The odds of hyper drive aliens being on earth is zero. There might be an error bar on that number, but it doesn't practically matter

[–] TubeTalkerX@kbin.social 2 points 1 year ago

The Shitpisser, the Pride of the fleet!

[–] EherVielleicht@feddit.de 2 points 1 year ago
[–] RushingSquirrel@lemmy.world 0 points 1 year ago (1 children)

That's a few references I've seen regarding aliens today. I'm feeling out of the loop, would anyone explain?

[–] fist_of_fartitude@sh.itjust.works -1 points 1 year ago (2 children)

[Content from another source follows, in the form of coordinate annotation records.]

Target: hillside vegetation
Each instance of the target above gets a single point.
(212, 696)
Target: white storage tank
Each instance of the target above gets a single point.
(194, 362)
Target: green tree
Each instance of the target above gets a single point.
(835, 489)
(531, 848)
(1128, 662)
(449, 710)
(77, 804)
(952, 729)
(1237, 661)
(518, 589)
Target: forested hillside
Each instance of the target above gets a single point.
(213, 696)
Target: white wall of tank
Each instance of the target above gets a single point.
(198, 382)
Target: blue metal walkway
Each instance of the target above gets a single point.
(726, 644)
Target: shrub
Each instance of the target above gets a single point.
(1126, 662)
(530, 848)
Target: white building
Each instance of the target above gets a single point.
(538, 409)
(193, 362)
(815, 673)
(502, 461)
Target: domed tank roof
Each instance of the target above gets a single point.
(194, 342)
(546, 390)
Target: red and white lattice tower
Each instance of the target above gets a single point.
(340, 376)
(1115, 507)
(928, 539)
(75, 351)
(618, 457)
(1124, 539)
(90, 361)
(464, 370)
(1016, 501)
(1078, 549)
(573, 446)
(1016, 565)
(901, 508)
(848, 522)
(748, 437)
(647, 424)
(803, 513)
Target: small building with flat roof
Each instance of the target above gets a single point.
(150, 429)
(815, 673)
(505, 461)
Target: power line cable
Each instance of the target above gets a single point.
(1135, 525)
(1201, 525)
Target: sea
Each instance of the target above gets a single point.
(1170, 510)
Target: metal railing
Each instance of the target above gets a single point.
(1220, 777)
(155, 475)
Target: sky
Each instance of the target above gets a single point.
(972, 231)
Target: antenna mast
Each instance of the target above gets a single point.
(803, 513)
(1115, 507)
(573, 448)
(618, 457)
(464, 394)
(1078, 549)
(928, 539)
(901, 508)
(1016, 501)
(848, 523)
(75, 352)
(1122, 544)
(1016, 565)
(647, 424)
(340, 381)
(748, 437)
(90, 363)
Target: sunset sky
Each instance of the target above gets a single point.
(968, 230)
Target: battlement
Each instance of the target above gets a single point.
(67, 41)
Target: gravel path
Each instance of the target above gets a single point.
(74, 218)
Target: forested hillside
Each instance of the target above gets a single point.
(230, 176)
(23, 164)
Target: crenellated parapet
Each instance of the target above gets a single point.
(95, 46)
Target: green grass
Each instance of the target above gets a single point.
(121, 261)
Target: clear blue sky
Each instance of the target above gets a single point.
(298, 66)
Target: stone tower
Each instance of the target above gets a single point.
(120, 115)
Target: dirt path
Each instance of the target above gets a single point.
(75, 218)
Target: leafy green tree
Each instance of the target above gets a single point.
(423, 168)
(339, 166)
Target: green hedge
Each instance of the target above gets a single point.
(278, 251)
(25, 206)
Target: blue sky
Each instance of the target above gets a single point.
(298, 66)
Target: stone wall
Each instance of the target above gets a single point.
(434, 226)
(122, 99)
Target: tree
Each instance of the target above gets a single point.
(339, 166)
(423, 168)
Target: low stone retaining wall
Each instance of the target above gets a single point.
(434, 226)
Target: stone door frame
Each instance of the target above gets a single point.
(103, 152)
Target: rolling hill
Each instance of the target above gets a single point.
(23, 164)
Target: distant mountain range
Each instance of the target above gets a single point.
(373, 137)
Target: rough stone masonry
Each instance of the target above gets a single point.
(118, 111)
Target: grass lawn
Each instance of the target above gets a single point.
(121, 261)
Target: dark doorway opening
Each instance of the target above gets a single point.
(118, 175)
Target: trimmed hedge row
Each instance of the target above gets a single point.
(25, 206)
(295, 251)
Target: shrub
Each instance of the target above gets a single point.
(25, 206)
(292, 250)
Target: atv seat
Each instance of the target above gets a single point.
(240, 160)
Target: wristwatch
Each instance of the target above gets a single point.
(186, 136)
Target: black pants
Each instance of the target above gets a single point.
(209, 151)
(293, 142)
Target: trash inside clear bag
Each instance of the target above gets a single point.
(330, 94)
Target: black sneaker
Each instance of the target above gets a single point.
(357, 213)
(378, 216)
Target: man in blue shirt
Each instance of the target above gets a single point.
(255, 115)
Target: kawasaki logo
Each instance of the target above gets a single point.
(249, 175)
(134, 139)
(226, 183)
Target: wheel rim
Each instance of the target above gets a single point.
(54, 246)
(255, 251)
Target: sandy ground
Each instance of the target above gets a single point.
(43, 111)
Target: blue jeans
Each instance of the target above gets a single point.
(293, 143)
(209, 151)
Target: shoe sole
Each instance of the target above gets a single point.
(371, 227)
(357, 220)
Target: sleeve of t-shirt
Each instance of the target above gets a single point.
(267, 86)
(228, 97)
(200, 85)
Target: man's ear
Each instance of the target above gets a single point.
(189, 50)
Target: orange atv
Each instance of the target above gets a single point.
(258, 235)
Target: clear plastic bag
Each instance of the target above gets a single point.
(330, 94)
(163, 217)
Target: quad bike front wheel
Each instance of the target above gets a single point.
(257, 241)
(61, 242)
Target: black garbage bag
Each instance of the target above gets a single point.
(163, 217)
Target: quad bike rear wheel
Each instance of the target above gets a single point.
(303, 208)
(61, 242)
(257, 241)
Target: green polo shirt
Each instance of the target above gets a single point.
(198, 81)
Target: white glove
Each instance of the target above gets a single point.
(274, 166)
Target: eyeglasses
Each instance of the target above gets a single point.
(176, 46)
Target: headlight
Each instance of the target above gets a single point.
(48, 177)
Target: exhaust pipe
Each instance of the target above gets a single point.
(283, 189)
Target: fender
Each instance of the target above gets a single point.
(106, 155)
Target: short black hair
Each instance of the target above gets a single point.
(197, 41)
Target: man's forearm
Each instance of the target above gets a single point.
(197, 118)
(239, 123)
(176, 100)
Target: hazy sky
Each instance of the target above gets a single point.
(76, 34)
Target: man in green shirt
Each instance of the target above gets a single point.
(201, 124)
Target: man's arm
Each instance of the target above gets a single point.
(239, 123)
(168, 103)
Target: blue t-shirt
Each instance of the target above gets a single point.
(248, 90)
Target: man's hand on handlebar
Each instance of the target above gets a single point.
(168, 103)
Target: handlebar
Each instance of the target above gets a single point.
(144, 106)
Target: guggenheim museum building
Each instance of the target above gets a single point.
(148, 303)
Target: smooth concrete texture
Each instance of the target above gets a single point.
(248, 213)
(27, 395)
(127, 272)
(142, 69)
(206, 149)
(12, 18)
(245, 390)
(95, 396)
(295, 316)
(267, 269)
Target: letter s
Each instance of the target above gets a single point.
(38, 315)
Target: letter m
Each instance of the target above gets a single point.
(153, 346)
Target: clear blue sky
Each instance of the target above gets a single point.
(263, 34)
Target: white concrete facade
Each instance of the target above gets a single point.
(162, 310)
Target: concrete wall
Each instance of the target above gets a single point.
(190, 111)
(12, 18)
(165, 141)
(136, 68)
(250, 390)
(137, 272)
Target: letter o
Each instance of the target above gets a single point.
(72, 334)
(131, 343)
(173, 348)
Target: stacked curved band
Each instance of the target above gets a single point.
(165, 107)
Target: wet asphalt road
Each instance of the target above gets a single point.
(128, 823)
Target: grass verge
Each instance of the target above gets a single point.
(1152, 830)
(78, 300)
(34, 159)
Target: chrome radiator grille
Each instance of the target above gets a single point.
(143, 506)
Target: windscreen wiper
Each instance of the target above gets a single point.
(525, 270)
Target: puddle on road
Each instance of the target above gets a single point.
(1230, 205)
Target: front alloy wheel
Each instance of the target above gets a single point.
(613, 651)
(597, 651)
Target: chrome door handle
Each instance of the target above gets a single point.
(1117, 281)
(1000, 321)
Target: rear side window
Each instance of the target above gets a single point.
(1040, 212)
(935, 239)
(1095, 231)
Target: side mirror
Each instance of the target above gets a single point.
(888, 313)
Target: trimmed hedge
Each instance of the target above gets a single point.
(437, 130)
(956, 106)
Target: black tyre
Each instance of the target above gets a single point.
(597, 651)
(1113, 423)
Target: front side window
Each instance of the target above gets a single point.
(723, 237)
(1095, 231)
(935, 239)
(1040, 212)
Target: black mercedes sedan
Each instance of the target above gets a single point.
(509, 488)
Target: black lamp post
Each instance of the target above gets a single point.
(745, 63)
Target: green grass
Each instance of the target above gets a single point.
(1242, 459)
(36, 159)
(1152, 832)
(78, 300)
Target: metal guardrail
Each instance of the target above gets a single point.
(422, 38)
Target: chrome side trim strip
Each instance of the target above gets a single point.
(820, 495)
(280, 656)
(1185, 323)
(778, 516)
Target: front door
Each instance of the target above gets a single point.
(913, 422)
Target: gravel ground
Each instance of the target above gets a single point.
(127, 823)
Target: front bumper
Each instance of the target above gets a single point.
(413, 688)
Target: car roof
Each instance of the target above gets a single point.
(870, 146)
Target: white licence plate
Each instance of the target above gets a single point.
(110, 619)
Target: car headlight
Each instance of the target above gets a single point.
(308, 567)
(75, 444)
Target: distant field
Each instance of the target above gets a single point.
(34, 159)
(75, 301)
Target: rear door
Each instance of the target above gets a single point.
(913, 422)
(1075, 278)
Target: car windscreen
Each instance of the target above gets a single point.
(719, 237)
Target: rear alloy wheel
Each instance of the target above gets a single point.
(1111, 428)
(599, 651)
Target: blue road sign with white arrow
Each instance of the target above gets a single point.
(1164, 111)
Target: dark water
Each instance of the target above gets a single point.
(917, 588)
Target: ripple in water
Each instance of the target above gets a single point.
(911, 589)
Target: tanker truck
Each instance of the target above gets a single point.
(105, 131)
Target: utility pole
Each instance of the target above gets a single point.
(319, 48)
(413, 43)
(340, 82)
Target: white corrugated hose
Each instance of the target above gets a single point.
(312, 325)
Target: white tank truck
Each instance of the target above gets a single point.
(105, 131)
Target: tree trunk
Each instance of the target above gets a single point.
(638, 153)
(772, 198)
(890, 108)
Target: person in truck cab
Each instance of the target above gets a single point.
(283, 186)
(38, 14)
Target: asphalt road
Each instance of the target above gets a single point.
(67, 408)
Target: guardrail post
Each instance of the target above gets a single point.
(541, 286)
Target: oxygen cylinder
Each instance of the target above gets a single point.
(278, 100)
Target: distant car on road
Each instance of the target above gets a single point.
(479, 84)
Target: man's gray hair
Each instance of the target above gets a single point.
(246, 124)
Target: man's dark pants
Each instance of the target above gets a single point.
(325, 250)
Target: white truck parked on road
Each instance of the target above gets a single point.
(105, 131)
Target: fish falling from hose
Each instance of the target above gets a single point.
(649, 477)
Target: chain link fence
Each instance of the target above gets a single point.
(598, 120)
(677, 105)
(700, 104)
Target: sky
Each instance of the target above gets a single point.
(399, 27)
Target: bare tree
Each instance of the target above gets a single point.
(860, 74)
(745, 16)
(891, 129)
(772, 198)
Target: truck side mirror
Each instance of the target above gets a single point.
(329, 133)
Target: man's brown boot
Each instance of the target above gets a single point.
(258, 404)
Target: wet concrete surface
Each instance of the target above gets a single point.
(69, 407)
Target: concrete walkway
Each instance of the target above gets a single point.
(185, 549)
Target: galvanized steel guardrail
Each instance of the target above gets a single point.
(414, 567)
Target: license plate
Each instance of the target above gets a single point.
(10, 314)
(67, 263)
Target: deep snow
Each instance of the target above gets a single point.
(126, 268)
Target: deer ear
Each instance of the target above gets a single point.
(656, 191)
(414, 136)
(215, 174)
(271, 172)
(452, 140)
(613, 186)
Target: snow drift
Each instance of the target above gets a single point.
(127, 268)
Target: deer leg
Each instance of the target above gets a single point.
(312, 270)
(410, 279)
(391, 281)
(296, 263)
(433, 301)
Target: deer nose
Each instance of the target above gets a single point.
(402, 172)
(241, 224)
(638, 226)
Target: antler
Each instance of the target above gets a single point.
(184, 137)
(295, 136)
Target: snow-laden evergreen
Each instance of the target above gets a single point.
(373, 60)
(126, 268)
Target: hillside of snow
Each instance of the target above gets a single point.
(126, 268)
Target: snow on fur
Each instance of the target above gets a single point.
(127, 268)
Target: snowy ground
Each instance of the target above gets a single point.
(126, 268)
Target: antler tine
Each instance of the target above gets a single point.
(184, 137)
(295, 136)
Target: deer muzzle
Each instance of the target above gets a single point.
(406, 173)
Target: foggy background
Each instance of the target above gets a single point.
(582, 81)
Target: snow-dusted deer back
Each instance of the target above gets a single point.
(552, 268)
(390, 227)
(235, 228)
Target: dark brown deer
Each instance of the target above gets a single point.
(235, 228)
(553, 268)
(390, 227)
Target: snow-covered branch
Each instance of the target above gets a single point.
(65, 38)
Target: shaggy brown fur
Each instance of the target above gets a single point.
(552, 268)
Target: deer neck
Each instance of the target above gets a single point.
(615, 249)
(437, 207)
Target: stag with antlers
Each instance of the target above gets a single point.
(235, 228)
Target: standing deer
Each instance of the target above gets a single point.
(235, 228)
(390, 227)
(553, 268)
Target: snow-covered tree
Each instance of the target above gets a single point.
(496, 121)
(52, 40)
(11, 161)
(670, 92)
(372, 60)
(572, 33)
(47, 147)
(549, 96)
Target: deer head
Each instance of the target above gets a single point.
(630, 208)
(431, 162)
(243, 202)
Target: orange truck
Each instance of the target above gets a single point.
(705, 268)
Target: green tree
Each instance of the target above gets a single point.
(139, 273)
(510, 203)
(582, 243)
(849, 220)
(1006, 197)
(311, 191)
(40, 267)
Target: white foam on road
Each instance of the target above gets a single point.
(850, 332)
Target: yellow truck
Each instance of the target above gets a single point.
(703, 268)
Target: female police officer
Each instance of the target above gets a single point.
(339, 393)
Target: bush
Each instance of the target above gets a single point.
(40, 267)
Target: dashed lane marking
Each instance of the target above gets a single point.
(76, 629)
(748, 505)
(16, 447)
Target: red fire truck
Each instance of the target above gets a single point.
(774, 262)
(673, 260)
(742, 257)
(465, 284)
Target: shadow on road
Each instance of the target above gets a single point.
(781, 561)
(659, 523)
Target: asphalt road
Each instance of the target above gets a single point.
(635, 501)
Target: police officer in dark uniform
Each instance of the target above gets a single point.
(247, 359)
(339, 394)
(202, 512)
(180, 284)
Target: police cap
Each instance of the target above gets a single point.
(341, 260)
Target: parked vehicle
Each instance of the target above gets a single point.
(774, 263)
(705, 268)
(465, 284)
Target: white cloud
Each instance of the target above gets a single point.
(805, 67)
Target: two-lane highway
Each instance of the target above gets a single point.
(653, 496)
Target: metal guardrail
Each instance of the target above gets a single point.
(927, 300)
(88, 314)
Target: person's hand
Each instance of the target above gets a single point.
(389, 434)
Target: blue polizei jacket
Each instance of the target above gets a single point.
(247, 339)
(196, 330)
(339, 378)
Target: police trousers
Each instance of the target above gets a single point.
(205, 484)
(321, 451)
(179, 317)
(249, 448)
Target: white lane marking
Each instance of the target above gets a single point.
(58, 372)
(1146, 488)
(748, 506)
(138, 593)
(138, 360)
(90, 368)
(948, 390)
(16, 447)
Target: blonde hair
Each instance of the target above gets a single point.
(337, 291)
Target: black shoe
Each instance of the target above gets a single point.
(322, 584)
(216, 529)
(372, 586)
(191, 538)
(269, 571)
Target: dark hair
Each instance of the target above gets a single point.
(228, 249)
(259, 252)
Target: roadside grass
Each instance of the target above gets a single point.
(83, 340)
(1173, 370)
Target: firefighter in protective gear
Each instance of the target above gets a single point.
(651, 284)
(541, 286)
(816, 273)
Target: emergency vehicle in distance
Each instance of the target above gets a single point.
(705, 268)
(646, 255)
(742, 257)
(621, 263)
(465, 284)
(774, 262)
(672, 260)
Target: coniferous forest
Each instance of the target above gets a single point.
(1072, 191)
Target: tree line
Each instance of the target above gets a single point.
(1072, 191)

A former intel officer testified to a house committee that the US has had a UFO retrieval program for years, and that we've recovered non-human "biologics" from the crash sites. He has no direct knowledge of anything, by his own admission, but he's willing to provide more detail to congress in a secure facility.

I'll keep the possibility open, I guess, but it sounds like absolute bullshit for a variety of reasons.

[–] tyrefyre@sh.itjust.works 0 points 1 year ago (1 children)

Like that dog the Russians sent up? That would be nonhuman.

Hitting a pasture and landing in cow shit would account for "non-human biologics." I'm incredibly skeptical.

[–] Dark_Blade@lemmy.world -1 points 1 year ago

It’s also funny how all these aliens keep crashing into the US, where three-letter agencies are fantastic at coverups, and none of ‘em end up in countries where it’d be much harder to hide something like this.